Sub-Categories: Wimbledon Trivia
On September 20, 1973, in front of a crowd of more than 30,000 spectators at the Houston Astrodome, female tennis star Billy Jean King defeated Bobby Riggs in a much publicized "Battle of the Sexes" tennis match. Riggs had boasted that no woman could defeat a professional male player because women were simply the weaker sex. This chauvinistic attitude was a sore spot with female players who made much less money than the top male athletes. King, a vocal supporter of women's rights, accepted Riggs' challenge and defeated him soundly, winning in straight sets, 6-4, 6-3, 6-3.
In 1981, John McEnroe won his first Wimbledon singles title by defeating Bjorn Borg in the final 4-6, 7-6, 7-6, 6-4.

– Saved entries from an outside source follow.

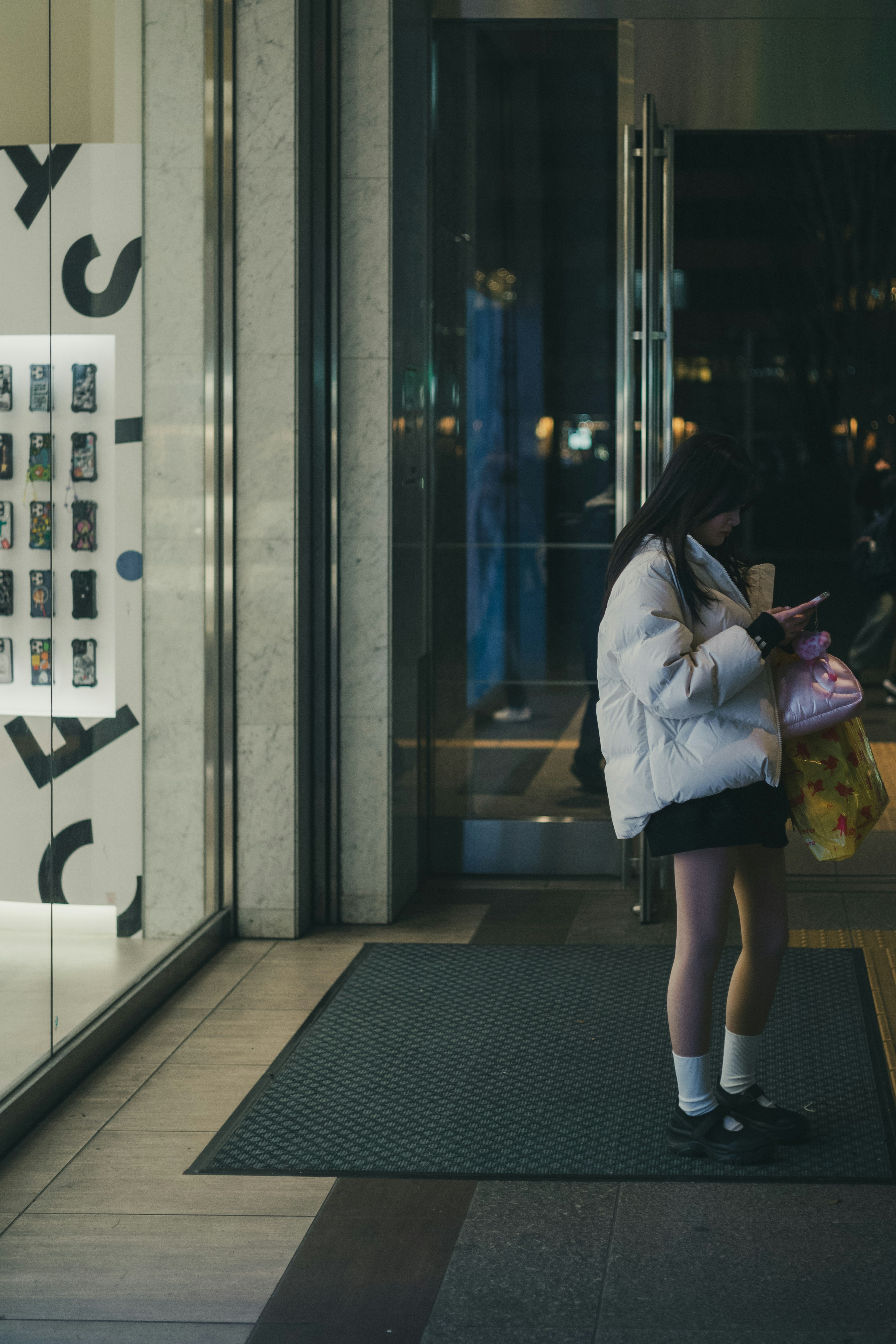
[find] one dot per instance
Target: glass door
(525, 311)
(645, 386)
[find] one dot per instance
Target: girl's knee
(699, 956)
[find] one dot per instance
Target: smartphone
(42, 593)
(41, 531)
(41, 663)
(84, 526)
(84, 388)
(39, 457)
(84, 595)
(84, 662)
(84, 457)
(41, 396)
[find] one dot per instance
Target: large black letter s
(116, 293)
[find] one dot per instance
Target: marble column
(265, 122)
(365, 459)
(172, 277)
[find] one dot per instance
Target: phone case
(39, 457)
(84, 526)
(42, 593)
(41, 534)
(84, 595)
(84, 457)
(41, 394)
(84, 662)
(84, 388)
(41, 663)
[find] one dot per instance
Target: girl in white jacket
(692, 747)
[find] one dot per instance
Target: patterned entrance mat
(550, 1062)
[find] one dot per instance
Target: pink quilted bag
(815, 690)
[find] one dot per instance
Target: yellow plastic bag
(835, 789)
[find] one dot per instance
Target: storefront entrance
(600, 292)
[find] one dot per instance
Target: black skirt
(754, 815)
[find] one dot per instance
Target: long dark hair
(708, 475)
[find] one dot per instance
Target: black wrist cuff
(768, 634)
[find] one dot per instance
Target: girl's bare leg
(762, 901)
(703, 897)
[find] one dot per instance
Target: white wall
(365, 463)
(265, 120)
(174, 685)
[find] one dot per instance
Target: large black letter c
(116, 293)
(56, 857)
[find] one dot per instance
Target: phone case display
(84, 457)
(84, 595)
(41, 663)
(41, 396)
(84, 526)
(84, 662)
(41, 533)
(84, 388)
(41, 593)
(39, 457)
(84, 674)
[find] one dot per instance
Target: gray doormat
(550, 1062)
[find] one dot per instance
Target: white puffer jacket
(687, 708)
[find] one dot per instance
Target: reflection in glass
(525, 332)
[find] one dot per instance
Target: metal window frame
(318, 419)
(220, 347)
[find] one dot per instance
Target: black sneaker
(706, 1136)
(785, 1127)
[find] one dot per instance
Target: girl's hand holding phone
(793, 619)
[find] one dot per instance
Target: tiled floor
(105, 1240)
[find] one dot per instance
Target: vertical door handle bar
(648, 296)
(625, 299)
(668, 290)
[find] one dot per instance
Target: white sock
(695, 1089)
(739, 1064)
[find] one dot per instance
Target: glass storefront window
(525, 392)
(89, 526)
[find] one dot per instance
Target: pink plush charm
(815, 690)
(811, 644)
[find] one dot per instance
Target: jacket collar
(700, 557)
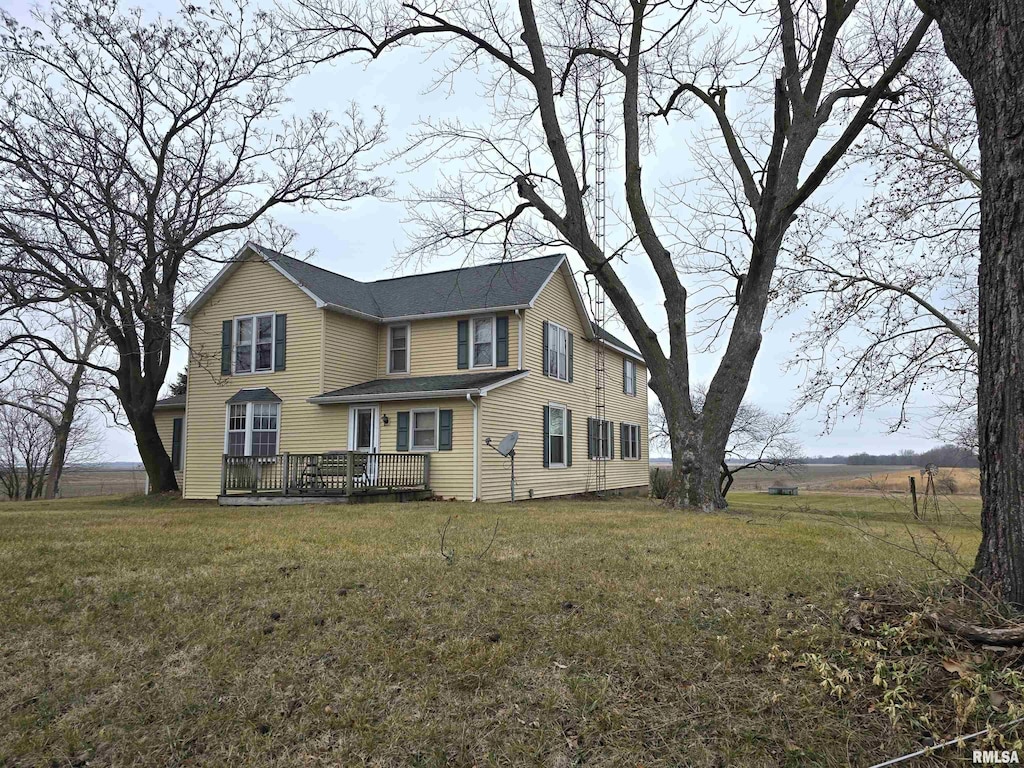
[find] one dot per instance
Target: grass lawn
(587, 633)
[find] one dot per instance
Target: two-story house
(304, 382)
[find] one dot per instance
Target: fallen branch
(1005, 636)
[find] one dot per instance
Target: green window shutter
(401, 431)
(280, 341)
(547, 421)
(569, 355)
(225, 347)
(502, 341)
(176, 429)
(444, 430)
(568, 437)
(463, 344)
(544, 347)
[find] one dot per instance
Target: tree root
(1005, 636)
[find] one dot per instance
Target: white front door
(364, 436)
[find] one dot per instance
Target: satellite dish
(508, 443)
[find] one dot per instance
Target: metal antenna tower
(598, 300)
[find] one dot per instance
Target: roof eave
(383, 397)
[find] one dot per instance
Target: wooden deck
(341, 477)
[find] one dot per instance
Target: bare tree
(897, 288)
(985, 41)
(786, 100)
(49, 387)
(131, 151)
(759, 440)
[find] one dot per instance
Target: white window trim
(547, 344)
(409, 348)
(235, 341)
(637, 457)
(492, 318)
(611, 436)
(632, 379)
(565, 442)
(412, 429)
(248, 451)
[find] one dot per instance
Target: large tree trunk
(158, 464)
(696, 461)
(985, 41)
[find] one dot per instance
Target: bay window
(253, 429)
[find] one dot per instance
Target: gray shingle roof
(504, 284)
(602, 334)
(263, 394)
(174, 401)
(419, 386)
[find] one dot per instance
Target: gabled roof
(174, 402)
(496, 287)
(421, 387)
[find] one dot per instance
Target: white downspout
(518, 314)
(476, 446)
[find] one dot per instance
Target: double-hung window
(602, 439)
(630, 377)
(397, 349)
(556, 436)
(424, 430)
(631, 440)
(483, 342)
(253, 428)
(558, 352)
(253, 343)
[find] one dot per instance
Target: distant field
(80, 482)
(552, 634)
(76, 483)
(845, 477)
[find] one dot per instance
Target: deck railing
(325, 474)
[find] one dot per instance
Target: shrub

In tennis, the ad court is the left side of the court for each player, and the deuce court is the right side of the court for each player.
For a tennis player, winning the "Grand Slam" involves winning four tournaments in the same calendar year: the Australian Open, French Open, U.S. Open, and Wimbledon. Only a handful of tennis players have accomplished this extraordinary feat, including Maureen Connolly (1953), Margaret Smith Court (1970), Steffi Graf (1988), Don Budge (1938), and Rod Laver (1962 & 1969) who managed to win the Grand Slam TWICE!
In 1985, Boris Becker became the first unseeded player to win Wimbledon. Only seventeen-years-old at the time, he also became the youngest player to win the title, as well as the first German. In the finals, he overpowered eighth-seeded Kevin Curren 6-3, 6-7, 7-6, 6-4. Becker would go on to win a total of six grand slam events before retiring in 1999.
John Isner of the United States won the longest tennis match in history on June 24, 2010 when he defeated France's Nicolas Mahut at Wimbledon. The first-round match took 11 hours and 5 minutes over three days, lasting so long it was suspended because of darkness--two nights in a row. Isner won the epic marathon 6-4, 3-6, 6-7 (7), 7-6 (3), 70-68.
In August of 1988, after feeling numbness in his hand, legendary tennis star Arthur Ashe learned that he had contracted the AIDS virus, presumably from a blood transfusion he had received five years earlier following a double-bypass surgery. He went public with his disease in 1992 and died the following year, on February 6, 1993, at the age of 49, from AIDS-related pneumonia. According to author Ralph Wiley, when asked if AIDS was the most difficult thing he had ever had to deal with, Arthur Ashe said, "No, the hardest thing I've ever had to deal with is being a black man in this society." Ashe did much to break down barriers and advance the cause of his race in tennis: He was the first black man to play for the U.S. Davis Cup team, the first black man to play in South Africa's national championship, the first black man to win a Grand Slam title, the first black man to win the U.S. Open, and the first black man to win at Wimbledon.
When asked about Tim Henman's chances of winning Wimbledon in 2005, Pete Sampras told The Times of London, "Is Tim the best player in the world? No. Is he truly a great player? No. But he is an extremely talented player and if things fall in to place it can happen. He needs the right players to lose, he needs to be scheduled at the right time, he needs to shut out the voices he doesn't need to hear. I had the single-minded focus that he is still trying to find." Sampras won 14 major championship titles during his career including Wimbledon singles titles in 1993, 1994, 1995, 1997, 1998, 1999, and 2000.